The thermal protective garment of claim 1, wherein the thermal insulator (c) is prepared by a method comprising:

i. providing an essentially flat nonwoven fabric comprising about 45-95 weight％ of non-meltable staple fibers and about 5-55 weight％ of heat settable staple fibers；

ii. hot-pressing the nonwoven fabric of step (i) using a mold or a roller with three dimensional pattern at a temperature of above the highest glass transition temperature of the heat settable fibers for about 0.1-5 minutes at a pressure of about 0.1-2 MPa.
The thermal protective garment of claim 1 or 2, wherein the non-meltable staple fibers composed of the thermal insulator (c) are produced from poly (p-phenylene terephthalamide) homopolymer, poly (p-phenylene terephthalamide) copolymer, poly (m-phenylene isophthalamide) homopolymer, poly (m-phenylene isophthalamide) copolymer, or a mixture thereof.
The thermal protective garment of claim 1 or 2, wherein the heat settable staple fibers composed of the thermal insulator (c) are produced from polyester, polyamide, polyphenylene sulfide, or a mixture thereof.

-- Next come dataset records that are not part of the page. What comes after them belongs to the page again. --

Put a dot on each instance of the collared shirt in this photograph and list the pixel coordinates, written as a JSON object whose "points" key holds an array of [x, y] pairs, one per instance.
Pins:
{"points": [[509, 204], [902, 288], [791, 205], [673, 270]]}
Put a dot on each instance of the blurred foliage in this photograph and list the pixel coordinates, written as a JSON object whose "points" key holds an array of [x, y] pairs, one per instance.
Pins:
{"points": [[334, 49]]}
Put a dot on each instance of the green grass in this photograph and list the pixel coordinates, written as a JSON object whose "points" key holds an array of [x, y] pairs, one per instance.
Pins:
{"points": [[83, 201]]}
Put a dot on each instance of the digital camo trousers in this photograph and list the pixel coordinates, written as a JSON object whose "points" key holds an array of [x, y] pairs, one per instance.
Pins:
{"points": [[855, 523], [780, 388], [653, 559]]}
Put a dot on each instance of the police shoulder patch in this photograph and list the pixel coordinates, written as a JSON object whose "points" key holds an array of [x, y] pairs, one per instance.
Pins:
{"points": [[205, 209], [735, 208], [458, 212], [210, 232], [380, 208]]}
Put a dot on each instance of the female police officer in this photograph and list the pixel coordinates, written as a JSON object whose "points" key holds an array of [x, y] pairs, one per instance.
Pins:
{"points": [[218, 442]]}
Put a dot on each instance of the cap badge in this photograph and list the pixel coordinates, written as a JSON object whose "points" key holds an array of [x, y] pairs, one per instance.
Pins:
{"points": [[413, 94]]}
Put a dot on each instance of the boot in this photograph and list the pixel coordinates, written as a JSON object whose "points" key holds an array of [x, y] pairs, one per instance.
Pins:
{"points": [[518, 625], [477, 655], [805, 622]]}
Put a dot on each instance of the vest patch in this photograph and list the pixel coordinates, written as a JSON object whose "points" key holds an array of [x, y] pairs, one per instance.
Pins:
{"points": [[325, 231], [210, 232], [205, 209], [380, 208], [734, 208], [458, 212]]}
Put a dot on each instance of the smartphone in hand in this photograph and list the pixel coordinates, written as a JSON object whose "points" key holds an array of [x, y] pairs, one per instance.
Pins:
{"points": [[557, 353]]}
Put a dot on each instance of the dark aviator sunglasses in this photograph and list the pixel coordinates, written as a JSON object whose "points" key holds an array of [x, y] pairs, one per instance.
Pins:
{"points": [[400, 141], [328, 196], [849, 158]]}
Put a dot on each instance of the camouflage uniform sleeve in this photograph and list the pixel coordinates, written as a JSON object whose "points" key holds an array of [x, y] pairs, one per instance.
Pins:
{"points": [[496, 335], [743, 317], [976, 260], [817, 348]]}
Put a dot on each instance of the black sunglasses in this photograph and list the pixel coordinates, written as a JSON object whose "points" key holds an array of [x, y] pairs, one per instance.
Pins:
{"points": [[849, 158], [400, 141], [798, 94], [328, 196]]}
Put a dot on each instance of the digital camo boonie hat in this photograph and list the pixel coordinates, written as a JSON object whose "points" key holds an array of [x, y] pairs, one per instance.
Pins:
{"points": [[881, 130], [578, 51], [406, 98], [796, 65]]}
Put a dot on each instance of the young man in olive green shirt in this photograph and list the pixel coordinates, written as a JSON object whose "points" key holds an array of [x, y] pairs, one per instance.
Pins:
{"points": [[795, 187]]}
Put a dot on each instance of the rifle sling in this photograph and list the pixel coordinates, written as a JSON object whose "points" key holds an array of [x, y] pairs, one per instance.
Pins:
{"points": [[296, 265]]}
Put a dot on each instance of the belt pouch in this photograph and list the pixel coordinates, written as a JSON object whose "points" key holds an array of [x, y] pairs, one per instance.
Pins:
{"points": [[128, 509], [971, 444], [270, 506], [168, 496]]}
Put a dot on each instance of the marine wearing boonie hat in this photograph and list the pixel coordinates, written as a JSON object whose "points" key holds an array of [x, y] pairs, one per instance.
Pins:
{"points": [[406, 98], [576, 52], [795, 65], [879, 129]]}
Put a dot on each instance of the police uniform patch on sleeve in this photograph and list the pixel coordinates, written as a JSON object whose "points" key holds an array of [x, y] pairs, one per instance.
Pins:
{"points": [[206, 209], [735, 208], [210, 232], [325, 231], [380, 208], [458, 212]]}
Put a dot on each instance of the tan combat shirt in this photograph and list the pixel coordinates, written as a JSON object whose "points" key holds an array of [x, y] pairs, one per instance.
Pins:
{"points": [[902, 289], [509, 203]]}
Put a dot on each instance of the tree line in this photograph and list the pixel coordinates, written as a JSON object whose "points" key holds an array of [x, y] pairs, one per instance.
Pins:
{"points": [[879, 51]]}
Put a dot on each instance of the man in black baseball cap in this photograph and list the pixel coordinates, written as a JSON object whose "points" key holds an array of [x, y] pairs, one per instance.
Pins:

The thermal protective garment of claim 2, wherein the essentially flat nonwoven fabric is manufactured by thermal bonding, needle punching, or hydro entangling.
The thermal protective garment of claim 1, wherein the thermal insulator (c) has a thickness of about 0.5-20 mm, and the number of protuberances and/or indentations of about 40-1000 per square meter, and the protuberances and/or indentations have an height and/or depth of about 1-10 mm as measured from the essentially flat surface portion of the nonwoven fabric.
The thermal protective garment of claim 6, wherein the protuberances and/or indentations of the thermal insulator (c) exist in arrays of spherical caps, parallel channels, alternating blocks, waves, crosses, stars, capsules, or flower patterns.
The thermal protective garment of claim 7, wherein the protuberances and/or indentations are arrays of spherical caps, and each spherical cap has a height and/or depth of about 1-10 mm, and a distance to the neighboring spherical cap of about 1-50 mm.
The thermal protective garment of claim 7, wherein the protuberances and/or indentations are arrays of crosses, and each cross has a length of about 1-50 mm, a width of about 1-15 mm, and a height and/or depth of about 1-10 mm.
The thermal protective garment of claim 1, which has a 10％ or more increase in the fabric failure factor, as compared to that of a thermal protective garment having the thermal insulator (c) without the protuberances and/or indentations on the nonwoven fabric, wherein the fabric failure factor is determined by dividing the thermal protective performance by the basis weight of fabric, and the thermal protective performance is measured according to the method of NFPA 1971.